Trevor Ojiro, has a different outlook. He sees formal wear as an aid to his job by alluding to a perception of professionalism.
He stands by the slogan – “If you look good, you feel good. If you feel good, you are able to execute at a high level.” The 30-year-old has worked in business development for an international financial institution for the last two years.
“Most of the clients I work with are banks and micro-finance organisations. I try to keep my look very smart, which would be a suit and tie. It was very natural for me since high school where we wore blazers and ties. At university, I started working in my second year of studies. Even when I worked for institutions that did not have a formal dress code, I stuck to my style. If I walked into a company for a cold visit in a three-piece suit, I was more likely to be let in to see whoever I was requesting a meeting with, even without an appointment,” he observes.
He says that as much as dressing casually does not have a negative bearing on one’s professionalism, dressing formally adds some ‘spice’ and helps older generations to take you more seriously.
Ms Macharia warns that different generations in the workplace will have different ideas about etiquette and grooming. The older generations make assumptions about the younger ones and vice versa. She says educating them accordingly will help them to be comfortable around each other.
“What I do is try to get people to a level of emotional intelligence, where they know what to wear and at which occasion. It is about knowledge. For those who show some resistance, the reason why they should wear a certain way has not been properly explained to them,” she notes.
Trizah Akola, 23, believes formal dressing leaves a positive impression on colleagues and superiors at the workplace.
“It differentiates how you appear on duty and off duty when you are out of the office,” she says.

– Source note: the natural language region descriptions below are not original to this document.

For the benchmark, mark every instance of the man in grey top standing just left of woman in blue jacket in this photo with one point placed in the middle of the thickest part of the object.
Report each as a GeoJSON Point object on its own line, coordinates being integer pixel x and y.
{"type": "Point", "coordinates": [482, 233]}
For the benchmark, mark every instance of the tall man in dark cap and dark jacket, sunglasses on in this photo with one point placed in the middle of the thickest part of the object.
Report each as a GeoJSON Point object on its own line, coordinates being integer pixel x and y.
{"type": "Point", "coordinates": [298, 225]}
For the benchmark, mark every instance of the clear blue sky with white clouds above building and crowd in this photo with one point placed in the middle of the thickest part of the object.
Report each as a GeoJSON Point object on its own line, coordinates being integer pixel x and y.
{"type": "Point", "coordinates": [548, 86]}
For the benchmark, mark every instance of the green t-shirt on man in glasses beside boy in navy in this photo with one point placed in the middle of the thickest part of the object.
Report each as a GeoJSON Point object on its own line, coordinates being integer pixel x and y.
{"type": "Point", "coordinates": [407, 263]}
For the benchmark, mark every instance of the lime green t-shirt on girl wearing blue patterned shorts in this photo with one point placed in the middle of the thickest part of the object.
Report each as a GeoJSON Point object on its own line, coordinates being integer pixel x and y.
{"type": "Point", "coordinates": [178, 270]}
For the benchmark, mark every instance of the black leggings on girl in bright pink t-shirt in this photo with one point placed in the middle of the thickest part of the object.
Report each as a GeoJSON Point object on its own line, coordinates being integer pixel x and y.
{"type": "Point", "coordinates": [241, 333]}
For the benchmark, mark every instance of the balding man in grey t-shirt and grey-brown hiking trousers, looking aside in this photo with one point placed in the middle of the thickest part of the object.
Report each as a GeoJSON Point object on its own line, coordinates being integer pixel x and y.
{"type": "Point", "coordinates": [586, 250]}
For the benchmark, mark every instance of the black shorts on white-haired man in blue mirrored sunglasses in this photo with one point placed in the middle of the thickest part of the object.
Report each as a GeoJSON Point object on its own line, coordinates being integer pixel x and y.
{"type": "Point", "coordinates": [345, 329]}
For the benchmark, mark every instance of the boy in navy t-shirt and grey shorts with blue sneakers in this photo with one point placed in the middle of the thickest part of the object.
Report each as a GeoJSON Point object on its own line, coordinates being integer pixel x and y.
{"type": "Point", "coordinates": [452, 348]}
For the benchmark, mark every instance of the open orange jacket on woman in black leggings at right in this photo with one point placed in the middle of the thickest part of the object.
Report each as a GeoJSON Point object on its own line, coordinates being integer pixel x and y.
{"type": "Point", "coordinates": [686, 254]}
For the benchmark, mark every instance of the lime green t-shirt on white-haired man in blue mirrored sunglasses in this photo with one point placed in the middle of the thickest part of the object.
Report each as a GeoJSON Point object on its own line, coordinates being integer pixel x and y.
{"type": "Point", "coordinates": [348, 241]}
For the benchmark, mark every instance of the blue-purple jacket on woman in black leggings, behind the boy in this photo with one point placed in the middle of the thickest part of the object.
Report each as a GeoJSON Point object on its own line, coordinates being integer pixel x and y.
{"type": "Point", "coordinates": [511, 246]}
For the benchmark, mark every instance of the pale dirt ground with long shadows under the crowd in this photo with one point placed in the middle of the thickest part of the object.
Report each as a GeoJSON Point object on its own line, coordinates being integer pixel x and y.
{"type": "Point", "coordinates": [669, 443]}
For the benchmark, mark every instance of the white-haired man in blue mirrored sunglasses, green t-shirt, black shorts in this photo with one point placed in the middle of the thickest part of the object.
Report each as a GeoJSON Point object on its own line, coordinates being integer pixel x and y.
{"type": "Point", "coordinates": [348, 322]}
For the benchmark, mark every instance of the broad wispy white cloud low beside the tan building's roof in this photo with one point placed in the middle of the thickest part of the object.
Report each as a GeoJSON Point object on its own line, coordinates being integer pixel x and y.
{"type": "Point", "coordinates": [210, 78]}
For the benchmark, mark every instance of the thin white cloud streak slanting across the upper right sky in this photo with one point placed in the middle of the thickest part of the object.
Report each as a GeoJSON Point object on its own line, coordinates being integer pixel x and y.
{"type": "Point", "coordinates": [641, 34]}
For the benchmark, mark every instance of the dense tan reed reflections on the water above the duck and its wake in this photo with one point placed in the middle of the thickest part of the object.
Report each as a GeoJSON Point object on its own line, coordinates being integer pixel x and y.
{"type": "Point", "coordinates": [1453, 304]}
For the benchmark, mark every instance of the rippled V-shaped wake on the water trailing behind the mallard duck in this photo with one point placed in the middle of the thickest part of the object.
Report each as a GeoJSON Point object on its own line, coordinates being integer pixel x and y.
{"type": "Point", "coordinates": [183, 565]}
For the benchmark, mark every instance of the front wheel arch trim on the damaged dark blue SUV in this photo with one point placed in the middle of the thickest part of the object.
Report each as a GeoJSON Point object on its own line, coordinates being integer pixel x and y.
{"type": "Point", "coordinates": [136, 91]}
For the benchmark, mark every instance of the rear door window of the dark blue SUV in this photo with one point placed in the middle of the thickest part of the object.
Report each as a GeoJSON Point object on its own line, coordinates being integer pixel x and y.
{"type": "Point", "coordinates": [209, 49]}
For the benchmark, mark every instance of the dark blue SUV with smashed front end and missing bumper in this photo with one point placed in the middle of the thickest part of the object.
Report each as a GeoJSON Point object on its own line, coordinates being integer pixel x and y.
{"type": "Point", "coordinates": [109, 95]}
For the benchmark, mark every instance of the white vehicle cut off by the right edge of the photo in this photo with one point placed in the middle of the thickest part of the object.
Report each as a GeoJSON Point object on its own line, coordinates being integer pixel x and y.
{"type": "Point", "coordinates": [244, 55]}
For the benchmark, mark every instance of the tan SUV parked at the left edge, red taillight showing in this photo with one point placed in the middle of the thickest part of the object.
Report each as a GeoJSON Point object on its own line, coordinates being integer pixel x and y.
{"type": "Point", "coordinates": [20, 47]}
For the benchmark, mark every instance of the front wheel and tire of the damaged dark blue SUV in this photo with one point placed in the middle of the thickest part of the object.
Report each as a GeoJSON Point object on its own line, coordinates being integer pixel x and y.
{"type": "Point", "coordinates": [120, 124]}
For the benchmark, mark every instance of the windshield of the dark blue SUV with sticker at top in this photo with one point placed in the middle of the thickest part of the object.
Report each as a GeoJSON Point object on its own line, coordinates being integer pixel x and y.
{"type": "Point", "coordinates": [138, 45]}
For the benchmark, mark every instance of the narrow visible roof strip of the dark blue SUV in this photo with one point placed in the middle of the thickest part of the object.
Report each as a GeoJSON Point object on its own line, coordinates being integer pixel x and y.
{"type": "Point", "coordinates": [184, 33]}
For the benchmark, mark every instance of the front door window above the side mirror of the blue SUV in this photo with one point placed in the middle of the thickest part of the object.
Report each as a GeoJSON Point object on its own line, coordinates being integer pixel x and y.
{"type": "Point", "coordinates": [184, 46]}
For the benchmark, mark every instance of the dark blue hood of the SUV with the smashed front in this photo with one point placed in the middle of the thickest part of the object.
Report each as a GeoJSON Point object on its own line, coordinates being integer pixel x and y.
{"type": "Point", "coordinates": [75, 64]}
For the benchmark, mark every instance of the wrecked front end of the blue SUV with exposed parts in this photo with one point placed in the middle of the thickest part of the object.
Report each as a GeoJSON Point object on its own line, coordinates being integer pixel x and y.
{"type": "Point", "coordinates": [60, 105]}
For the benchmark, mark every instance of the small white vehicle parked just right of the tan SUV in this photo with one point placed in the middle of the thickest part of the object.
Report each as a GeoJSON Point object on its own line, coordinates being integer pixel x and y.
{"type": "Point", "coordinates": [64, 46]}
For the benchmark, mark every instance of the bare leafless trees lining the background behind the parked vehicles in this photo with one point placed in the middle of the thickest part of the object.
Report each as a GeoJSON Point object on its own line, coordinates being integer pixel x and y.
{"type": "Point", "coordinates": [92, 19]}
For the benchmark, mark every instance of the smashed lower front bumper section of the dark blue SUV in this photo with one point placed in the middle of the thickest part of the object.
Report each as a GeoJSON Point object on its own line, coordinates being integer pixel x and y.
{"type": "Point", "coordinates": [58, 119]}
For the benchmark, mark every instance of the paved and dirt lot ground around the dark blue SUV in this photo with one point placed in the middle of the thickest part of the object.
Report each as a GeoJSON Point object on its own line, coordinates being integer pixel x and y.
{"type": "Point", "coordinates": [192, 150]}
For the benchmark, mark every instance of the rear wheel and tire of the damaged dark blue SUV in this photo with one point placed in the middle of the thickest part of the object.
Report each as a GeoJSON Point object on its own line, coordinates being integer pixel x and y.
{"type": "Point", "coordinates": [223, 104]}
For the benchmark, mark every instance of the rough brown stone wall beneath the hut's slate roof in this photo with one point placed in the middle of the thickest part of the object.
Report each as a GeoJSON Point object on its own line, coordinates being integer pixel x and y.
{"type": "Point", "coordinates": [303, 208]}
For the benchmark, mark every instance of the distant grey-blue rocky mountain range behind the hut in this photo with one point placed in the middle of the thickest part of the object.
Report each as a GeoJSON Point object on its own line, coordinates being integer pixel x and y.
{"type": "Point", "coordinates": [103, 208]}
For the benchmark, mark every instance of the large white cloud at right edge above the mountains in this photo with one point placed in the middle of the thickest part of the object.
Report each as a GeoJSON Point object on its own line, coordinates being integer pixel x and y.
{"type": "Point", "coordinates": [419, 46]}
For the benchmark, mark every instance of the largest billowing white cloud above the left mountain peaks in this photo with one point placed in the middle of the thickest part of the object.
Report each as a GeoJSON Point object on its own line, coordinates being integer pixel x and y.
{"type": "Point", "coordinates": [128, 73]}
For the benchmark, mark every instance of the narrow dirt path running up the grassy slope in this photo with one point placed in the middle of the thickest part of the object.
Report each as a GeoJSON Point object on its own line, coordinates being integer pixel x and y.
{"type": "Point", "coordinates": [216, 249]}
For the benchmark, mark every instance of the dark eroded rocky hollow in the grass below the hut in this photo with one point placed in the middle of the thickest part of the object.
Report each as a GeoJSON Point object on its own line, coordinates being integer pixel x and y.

It is such distinction that Equity is hoping to achieve for its workers in Ms Akola’s age group.
The revised dress code for Equity recommends straight, boot-cut and pegged cuts trousers that fall straight down from the hip and are worn as part of a full suit. Flared or bell-bottled styles should be avoided.
“When it comes to dress and top necklines, finding the right balance between smart and attractive can be a challenge,” the guidebook reads.
The book goes as far as stating the type and colour of jewellery, shoes and handbags that female staff are allowed to wear or carry. For men, the guidelines only recommend long, dark-coloured socks and not the popularised ‘happy socks’ with animations and cartoons drawn all over them.
Ms Macharia explains that if companies leave dress codes open to interpretation, it could cause challenges and loopholes since companies have employees who come from different backgrounds and upbringings.
“If the company says that we do not wear short dresses, probably according to me short means that it can reach my thighs. For another person, short is at the ankles. To avoid having to explain it to everyone individually, it is easier to spell it out,” she explains.
“When it comes to financial institutions, it is a choice that you make to work there. If I go to an Islamic state that requires women to cover their hair, it is something that I am aware of. So I will not break the rules because it has consequences. The same applies to organisations and companies that require their employees to look a certain way,” she says.